Poi ci sono i bianchi abbienti che scrivono sui giornali che trovano le sfumature, ma non a tutti interessa di leggerne. Non serve sapere per avere un’opinione, basta dare voce a quello che dice la pancia, il cuore, the gut. L’intrattenitore Kimmel qualche giorno fa ha intervistato per gioco i passanti chiedendo loro quale provvedimento preferissero tra Obamacare e l’Affordable Care Act, che sono la stessa cosa, ottenendo risposte assai appassionate a difesa dell’uno o dell’altro. La gente non sa, sente cose, le ripete, non capisce e raramente cerca di informarsi, forse non ne ha tempo, o forse sa che anche se lo facesse la sua opinione a favore o contraria non conterebbe poi molto. La politica è un circolo esclusivo.

Anche a livello umano, le persone sono relativamente diverse da quelle che conosco in Italia. C’è meno empatia, e anche se tutte le conversazioni iniziano con “Hi, how are you?” raramente la domanda è sincera, non un modo di dire.

Invece sapete chi è veramente speciale qui? Gli altri italiani. Che lavorano, si ammazzano di fatica, fanno cento lavoretti part-time tutti insieme pur di farcela e poi ogni tanto si incontrano davanti a un piatto di cibo straniero a raccontarsi storie.

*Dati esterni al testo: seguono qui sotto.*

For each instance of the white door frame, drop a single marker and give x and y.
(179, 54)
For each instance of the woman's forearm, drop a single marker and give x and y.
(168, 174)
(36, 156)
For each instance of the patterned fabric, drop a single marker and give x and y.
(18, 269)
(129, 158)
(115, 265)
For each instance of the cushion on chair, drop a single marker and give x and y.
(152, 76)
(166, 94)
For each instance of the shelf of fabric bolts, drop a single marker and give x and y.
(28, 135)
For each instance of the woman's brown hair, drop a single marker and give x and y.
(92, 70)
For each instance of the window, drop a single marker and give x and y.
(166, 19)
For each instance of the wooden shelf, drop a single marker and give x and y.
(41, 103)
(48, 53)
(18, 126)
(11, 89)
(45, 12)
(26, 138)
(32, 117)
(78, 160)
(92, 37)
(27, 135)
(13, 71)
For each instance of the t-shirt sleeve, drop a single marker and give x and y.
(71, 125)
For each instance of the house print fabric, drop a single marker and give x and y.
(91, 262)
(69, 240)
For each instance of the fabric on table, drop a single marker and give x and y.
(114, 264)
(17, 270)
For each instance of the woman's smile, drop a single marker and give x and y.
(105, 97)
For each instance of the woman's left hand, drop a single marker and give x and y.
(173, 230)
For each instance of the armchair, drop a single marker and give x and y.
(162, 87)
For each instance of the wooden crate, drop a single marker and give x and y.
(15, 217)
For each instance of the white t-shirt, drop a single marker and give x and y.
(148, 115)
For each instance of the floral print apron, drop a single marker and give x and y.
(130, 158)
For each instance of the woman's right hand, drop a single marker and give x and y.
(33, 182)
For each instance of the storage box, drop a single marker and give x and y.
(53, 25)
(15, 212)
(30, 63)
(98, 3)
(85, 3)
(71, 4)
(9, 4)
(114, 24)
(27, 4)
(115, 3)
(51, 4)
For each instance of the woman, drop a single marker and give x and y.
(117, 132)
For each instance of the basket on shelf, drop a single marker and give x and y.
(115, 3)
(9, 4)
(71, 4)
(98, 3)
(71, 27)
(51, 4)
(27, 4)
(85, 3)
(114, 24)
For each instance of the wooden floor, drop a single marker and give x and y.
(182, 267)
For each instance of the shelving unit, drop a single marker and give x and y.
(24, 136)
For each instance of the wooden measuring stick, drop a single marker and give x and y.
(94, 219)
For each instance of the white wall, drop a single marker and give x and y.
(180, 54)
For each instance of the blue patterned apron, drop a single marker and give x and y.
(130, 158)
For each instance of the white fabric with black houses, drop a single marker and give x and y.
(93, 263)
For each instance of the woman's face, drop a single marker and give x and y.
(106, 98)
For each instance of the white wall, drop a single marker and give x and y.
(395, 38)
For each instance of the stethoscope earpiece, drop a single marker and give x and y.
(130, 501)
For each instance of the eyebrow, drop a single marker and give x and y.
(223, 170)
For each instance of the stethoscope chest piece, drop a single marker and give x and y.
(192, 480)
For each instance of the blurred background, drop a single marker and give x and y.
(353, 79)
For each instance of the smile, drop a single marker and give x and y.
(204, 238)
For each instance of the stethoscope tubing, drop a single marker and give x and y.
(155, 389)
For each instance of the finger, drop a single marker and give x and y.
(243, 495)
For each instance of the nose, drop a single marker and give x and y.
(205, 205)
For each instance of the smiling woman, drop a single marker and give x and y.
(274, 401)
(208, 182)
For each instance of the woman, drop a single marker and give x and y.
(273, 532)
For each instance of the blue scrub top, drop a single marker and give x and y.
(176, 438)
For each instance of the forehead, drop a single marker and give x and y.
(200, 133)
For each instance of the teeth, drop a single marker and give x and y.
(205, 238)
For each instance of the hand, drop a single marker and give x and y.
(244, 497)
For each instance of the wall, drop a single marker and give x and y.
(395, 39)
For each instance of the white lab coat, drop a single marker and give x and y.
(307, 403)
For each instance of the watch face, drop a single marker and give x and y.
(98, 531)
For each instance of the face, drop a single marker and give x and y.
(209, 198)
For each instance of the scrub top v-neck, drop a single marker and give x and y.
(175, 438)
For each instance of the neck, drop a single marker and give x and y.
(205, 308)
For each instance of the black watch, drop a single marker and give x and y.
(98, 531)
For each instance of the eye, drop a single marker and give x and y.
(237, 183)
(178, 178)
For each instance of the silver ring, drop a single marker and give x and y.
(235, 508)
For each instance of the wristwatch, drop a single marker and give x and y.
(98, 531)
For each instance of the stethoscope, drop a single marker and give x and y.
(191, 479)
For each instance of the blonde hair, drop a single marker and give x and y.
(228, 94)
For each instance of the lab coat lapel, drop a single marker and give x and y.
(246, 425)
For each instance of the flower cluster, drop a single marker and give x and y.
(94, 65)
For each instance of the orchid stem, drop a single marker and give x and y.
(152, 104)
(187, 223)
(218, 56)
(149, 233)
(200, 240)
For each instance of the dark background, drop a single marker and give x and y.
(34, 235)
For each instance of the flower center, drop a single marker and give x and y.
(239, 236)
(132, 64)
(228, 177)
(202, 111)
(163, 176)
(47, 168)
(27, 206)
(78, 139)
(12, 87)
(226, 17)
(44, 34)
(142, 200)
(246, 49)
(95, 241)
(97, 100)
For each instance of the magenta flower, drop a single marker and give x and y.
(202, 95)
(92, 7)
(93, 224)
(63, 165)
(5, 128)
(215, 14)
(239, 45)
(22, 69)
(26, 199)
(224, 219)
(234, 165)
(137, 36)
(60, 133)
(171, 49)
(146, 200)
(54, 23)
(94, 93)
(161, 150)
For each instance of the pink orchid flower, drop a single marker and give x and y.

Quante persone intelligenti e capaci che l’Italia allontana. La cosa che mi fa rabbia è che saremmo stati intelligenti e capaci anche a casa, e invece ce ne siamo andati e di motivi per tornare non ne abbiamo trovato nessuno. Infatti se tornassimo non se ne accorgerebbe nessuno, e non avremmo possibilità di mantenere il nostro tenore di vita — e badare che per “tenore di vita” non intendiamo stipendi da capogiro e lussi sfrenati, ma quel minimo che significa soprattutto indipendenza ed autorealizzazione.

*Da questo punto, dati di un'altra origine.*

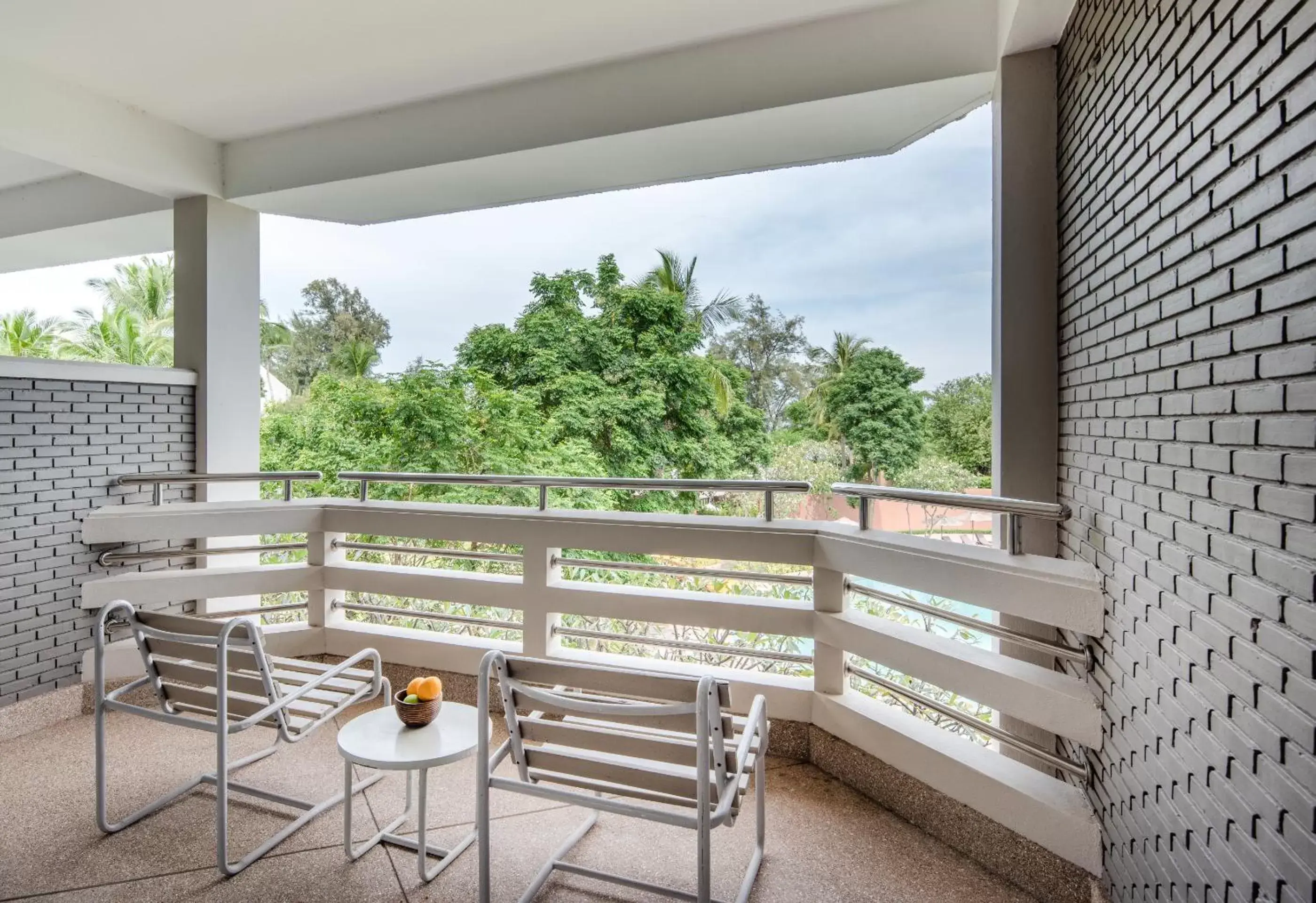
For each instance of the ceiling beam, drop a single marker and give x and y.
(839, 128)
(1025, 25)
(79, 218)
(873, 50)
(71, 127)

Se tornassi in Italia domani e iniziassi a cercare lavoro non avrei molte possibilità di vivere in una casa che non sia quella di mamma e papà. Non potrei esercitare la professione che ho studiato per fare, perché non sono certificata come professionista ma ancora prima perché il mio expertise è sicuramente maggiore di quello di molti redattori, direttori, telecronisti, per i quali però sono solo una venticinquenne presuntuosa.

Proprio ieri, per pura curiosità, ho cercato su jobrapido.it un lavoro da giornalista, in tutta Italia. C’era un solo annuncio per una web tv romana che cercava un pubblicista da assumere con contratto a tempo determinato di un mese, con possibilità di proroga.

Il futuro non lo si pianifica un mese alla volta. Ed è per questo che nonostante tutto (tutta la solitudine, tutta la frustrazione, tutta la consapevolezza di non stare passando il mio tempo accanto a tutte le persone che amo, tutte le difficoltà quotidiane, tutte le incertezze professionali e tutte le strane strade a zig zag che sto prendendo per capire cosa veramente voglio fare di mestiere) penso che sia saggio per me restare qui e darmi da fare. Si vive una volta sola, ed è bene iniziare presto. Però certo che mi mancate, e non sapete quanto è difficile a volte motivarsi a credere, insistere, o semplicemente ad andare avanti giorno per giorno e portare pazienza.

In tutto questo, quella persona che ho conosciuto qui il 9 ottobre del 2010 è la ragione, l’accidente e il veicolo di tutto questo. La mia più grande fortuna, la più inaspettata coincidenza e l’avventura di tutti i giorni che uno alla volta cambiano e si scrivono per rendere possibile quello che abbiamo. Di lui ho enorme stima e ammirazione, e nella sua voglia di fare, nel suo sapere esattamente come farlo e nella sua immensa motivazione a raggiungerlo io ripongo molte speranze che a un bel punto la vita non sia solo lavoro per sopravvivere, ma anche piacere di fare quello che si vuole fare. Ancora non so bene cos’è, ma mi piace sperimentare mentre lo metto a fuoco.”